I've read the following several times, but I'm not sure I understand the significance of it.

>>>We demonstrate the presence of S-reactive CD4+ T cells in 83% of COVID-19 patients, as well as in 34% of SARS-CoV-2 seronegative healthy donors, albeit at lower frequencies. Strikingly, in COVID-19 patients S-reactive CD4+ T cells equally targeted both N-terminal and C-terminal parts of S whereas in healthy donors S-reactive CD4+ T cells reacted almost exclusively to the Cterminal part that is a) characterized by higher homology to spike glycoprotein of human endemic "common cold" coronaviruses, and b) contains the S2 subunit of S with the cytoplasmic peptide (CP), the fusion peptide (FP), and the transmembrane domain (TM) but not the receptor-binding domain (RBD).

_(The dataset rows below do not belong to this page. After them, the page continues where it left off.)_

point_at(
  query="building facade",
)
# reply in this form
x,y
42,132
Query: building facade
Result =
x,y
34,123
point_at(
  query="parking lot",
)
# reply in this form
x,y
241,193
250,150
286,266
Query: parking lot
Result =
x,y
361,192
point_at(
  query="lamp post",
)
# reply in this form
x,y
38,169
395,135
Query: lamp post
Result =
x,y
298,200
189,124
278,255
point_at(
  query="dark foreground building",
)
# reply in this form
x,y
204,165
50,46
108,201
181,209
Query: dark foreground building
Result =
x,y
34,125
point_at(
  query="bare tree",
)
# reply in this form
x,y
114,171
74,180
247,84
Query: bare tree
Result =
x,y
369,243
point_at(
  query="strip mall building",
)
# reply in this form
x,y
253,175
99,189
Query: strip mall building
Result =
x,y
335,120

S-reactive CD4+ T cells from COVID-19 patients were further distinct to those from healthy donors as they co-expressed higher levels of CD38 and HLA-DR, indicating their recent in vivo activation. . . .The presence of pre-existing SARS-CoV-2-reactive T cells in healthy donors is of high interest but larger scale prospective cohort studies are needed to assess whether their presence is a correlate of protection or pathology. <<<

Aren't we fortunate to have Swerd here? Free of charge. :D
 
D

Danzilla31

Audioholic Spartan
You mean like a bootlegger/stock car racer in charge of DOT? :p
One question maybe someone could help me with

Isn't there a stronger candidate they could have found then Biden for the democrats?

Dialoguing with my friends his age is a factor for some people a lot of people I've spoken too

If he's qualified he's qualified but I just feel like the democrats missed a real chance here by not going with a younger different candidate I can't help feeling that they dropped the ball maybe.

Unless there is a reason they went this way?

Can anyone help me understand why they didn't choose a strong candidate that's a little younger?
 
ryanosaur

ryanosaur

Audioholic Overlord
One question maybe someone could help me with

Isn't there a stronger candidate they could have found then Biden for the democrats?

Dialoguing with my friends his age is a factor for some people a lot of people I've spoken too

If he's qualified he's qualified but I just feel like the democrats missed a real chance here by not going with a younger different candidate I can't help feeling that they dropped the ball maybe.

Unless there is a reason they went this way?

Can anyone help me understand why they didn't choose a strong candidate that's a little younger?
Short answer: YES

Biden 77
trump 73
Sanders 78
Hillary 72

Those are the four major candidates I was referring to from the last and current election.

And yes... BOTH parties could field better candidates.